| ||I Come to Bury Subchapter K, Not to Praise It|
Philip E. Postlewaite*
* Professor of Law and Director of the Graduate Tax Program, Northwestern University School of Law; B.B.A. 1967, Texas Christian University; J.D. 1970, University of California at Berkeley; LL.M. in Taxation 1971, New York University.
A 1999 publication of the American Law Institute, Taxation of Private Business Enterprises—Reporters’ Study, discusses the impact on the tax law of the "Check-the-Box" Regulations, which generally permit private businesses, regardless of structure, organization, or operation, to choose among three different tax regimes—a corporation (Subchapter C), a partnership (Subchapter K), and an S corporation (Subchapter S). The Report faults the tripartite system since different tax results may arise for similarly-situated enterprises, thereby influencing taxpayer behavior and producing inefficient and unjust tax consequences. Accordingly, it advocates adopting a single tax regime by moving to a new and reformed conduit system for the taxation of private business enterprise.
Although Subchapter K is designated as the "starting point" for the development of the model tax regime, the Report ultimately favors an improved and liberalized Subchapter S regime. Because Subchapter K permits significant flexibility in allocated the partnership’s tax items among its owners, the Report asserts that such an approach tolerates allocations to partners based on their tax position and affords abusive opportunities through which to minimize individual tax liabilities. Thus, Subchapter K does not accomplish its objectives and imposes high transaction costs on both taxpayers and the Service.
The Report surprisingly deviates from its initial proposal of a single model for the taxation of private business enterprise. Instead, it ultimately offers four such models, i.e., an improved Subchapter K, a liberalized Subchapter S, a sole proprietorship for single-owner firms, and, in some instances, an elective Subchapter C. The Subchapter S regime is selected as the default classification should an enterprise fail to elect one of the others.
The Article critiques the Report. The valuable improvement in tax policy attributable to its proposal for a single tax regime for private enterprise is undercut by its subsequent advocacy of exceptions thereto. The availability of multipartite tax treatment subjects the Report’s proposals to the same criticism which it lodged against the current tripartite system. Such options are inefficient, burdensome, and inequitable. Nevertheless, the Article endorses the clarity and soundness of the Report’s initial proposal advocating the adoption of a single tax regime for all private enterprise.
The Article further advocates the exclusive adoption of Subchapter K to govern the tax treatment of all private enterprise, other than sole proprietorships, given its longevity, flexibility, and superiority to the other approaches.

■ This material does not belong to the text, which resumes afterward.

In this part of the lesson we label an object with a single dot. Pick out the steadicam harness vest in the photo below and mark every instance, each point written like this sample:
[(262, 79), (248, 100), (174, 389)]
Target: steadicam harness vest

The Report erroneously concludes that Subchapter K is deficient in taxing income to the owners of the enterprise. The Article discusses and illustrates the Report’s faulty premises, e.g., its erroneous assumption that the paper effect of the economic effect test of section 704(b) "is a static snapshot without meaning." To the contrary, the economic effect test ensures that economic consequences ensue. If an allocation possesses economic effect, its impact by definition is long term and will continue throughout the life of the partnership. Additionally, an allocation is substantial only if there is no guarantee that offsetting allocations will be generated by the partnerships operations. If the future operations of the enterprise are sufficiently certain that the partners engage in offsetting techniques to eliminate the allocations’ economic impact, the transaction is insubstantial and the allocations will be invalidated under section 704(b)—another consequence which the Report apparently fails to grasp.